Class A is supposedly superior. Something to do with a conduction angle of 360 degrees...so the entire signal gets processed in one go without crossover distortion.

But in terms of sound quality (subjective enjoyment) is there a benefit to Class A? Can class D provide the same level of enjoyment?

 

The dealer I’m talking to says that really nice Class A amplifiers are designed for "reference quality" meaning completely true to the real life performance.

 

Let’s compare and contrast. Which one is technically better?

 

In other words, could you have equal technical performance and quality in a Class D amp?

 

- Jack.

jackhifiguy

@atmasphere besides your class D amps what others do you feel compete?

Thanks

I would suspect that a good salesman would not claim that others are close or better.

But I have also heard nothing but good about Ralph’s work.

There is Purifi and Benchmark that are generally well regarded amps in the Class-D space.

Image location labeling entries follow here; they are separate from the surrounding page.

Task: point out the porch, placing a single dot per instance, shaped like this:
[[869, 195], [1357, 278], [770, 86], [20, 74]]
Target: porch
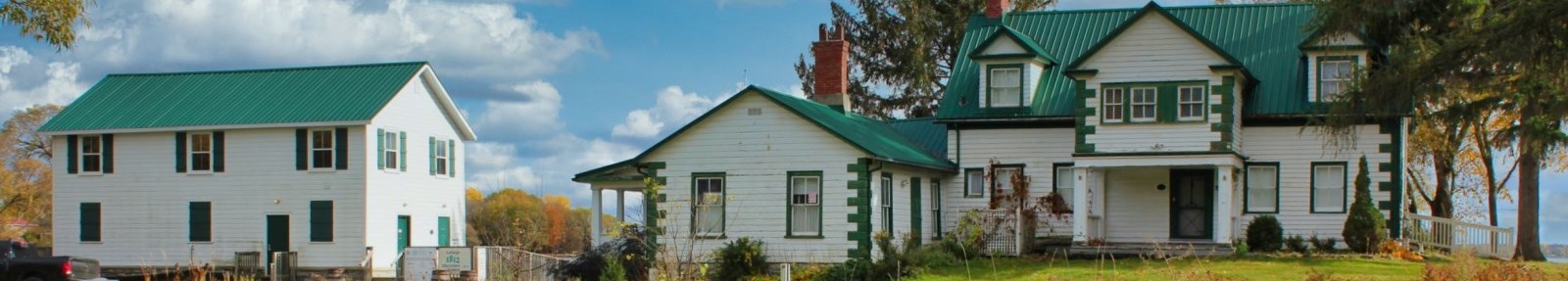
[[1152, 205]]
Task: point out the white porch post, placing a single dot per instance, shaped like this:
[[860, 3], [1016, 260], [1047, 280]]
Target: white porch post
[[1223, 202], [1081, 203], [619, 206], [598, 215]]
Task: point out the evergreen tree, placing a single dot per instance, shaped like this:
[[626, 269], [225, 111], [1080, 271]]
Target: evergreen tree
[[1364, 226]]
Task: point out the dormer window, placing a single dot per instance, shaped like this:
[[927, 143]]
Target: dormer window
[[1005, 86], [1333, 75]]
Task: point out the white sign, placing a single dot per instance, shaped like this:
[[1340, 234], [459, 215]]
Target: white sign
[[455, 259], [419, 262]]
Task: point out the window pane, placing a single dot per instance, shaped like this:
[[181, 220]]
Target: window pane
[[201, 162], [91, 164], [976, 182]]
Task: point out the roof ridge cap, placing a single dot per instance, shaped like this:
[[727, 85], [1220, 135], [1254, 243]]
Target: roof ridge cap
[[271, 70]]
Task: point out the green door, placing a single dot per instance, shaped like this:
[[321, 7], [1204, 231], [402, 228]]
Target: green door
[[276, 234], [444, 231], [402, 233]]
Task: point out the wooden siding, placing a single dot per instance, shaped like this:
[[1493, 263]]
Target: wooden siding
[[145, 202], [1152, 51], [1296, 148], [1037, 148], [757, 153], [415, 192]]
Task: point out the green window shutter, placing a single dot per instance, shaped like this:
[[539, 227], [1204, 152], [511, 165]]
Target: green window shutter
[[381, 142], [71, 154], [431, 156], [402, 151], [217, 151], [452, 159], [109, 153], [179, 151], [444, 231], [342, 148], [91, 215], [320, 220], [201, 221], [302, 146]]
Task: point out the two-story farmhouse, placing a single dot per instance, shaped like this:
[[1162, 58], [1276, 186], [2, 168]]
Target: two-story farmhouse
[[333, 162], [1154, 124]]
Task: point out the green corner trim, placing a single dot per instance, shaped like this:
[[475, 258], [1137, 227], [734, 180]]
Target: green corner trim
[[859, 215]]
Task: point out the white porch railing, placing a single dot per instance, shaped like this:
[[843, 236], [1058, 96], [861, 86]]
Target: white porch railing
[[1454, 236], [1003, 233]]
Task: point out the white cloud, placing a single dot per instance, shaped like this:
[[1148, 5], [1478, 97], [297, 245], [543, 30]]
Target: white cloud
[[466, 39], [57, 85], [673, 107]]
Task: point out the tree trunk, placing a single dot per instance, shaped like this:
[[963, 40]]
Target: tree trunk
[[1531, 150]]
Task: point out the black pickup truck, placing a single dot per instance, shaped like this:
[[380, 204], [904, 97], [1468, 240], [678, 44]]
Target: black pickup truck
[[21, 262]]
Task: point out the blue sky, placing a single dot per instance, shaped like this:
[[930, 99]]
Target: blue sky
[[553, 86]]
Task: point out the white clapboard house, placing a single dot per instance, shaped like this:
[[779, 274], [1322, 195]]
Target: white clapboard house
[[1157, 126], [331, 162]]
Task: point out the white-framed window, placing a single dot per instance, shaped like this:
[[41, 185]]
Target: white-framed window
[[710, 218], [323, 150], [886, 202], [1329, 187], [1262, 189], [1005, 86], [1004, 177], [1063, 181], [91, 154], [974, 182], [201, 151], [1144, 104], [391, 151], [443, 158], [1333, 74], [1113, 101], [1189, 104], [805, 205]]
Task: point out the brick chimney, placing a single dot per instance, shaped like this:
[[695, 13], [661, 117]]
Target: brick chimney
[[995, 8], [831, 70]]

Or… personally… I would only be looking at those three for class-D HiFi amps.

@bigkidz

My previous post answers your question. Why do you want Ralph to advertise for other people? Would you go to GM and ask them who else makes good trucks?

I have some really nice Class A amps. Though my fav amp is still the cheaper non-Class A Benchmark AHB2. I just wish it had more power, though in Mono configuration it is high powered for speakers above 2 Ohms. It has that clean Class A sound and is very smooth. I feel it is just the most crystal clean sound I have heard from any amp.

The stock LSA Voyager GAN 350, mentioned a few times above, is good but after the very low-cost mods by EVS it sounded a lot like the AHB2, my highest compliant for an amp. I sold the Voyager since I liked the AHB2 a little more. I kind of wish I kept it as a backup.

As posted above the AHB2 is not Class D.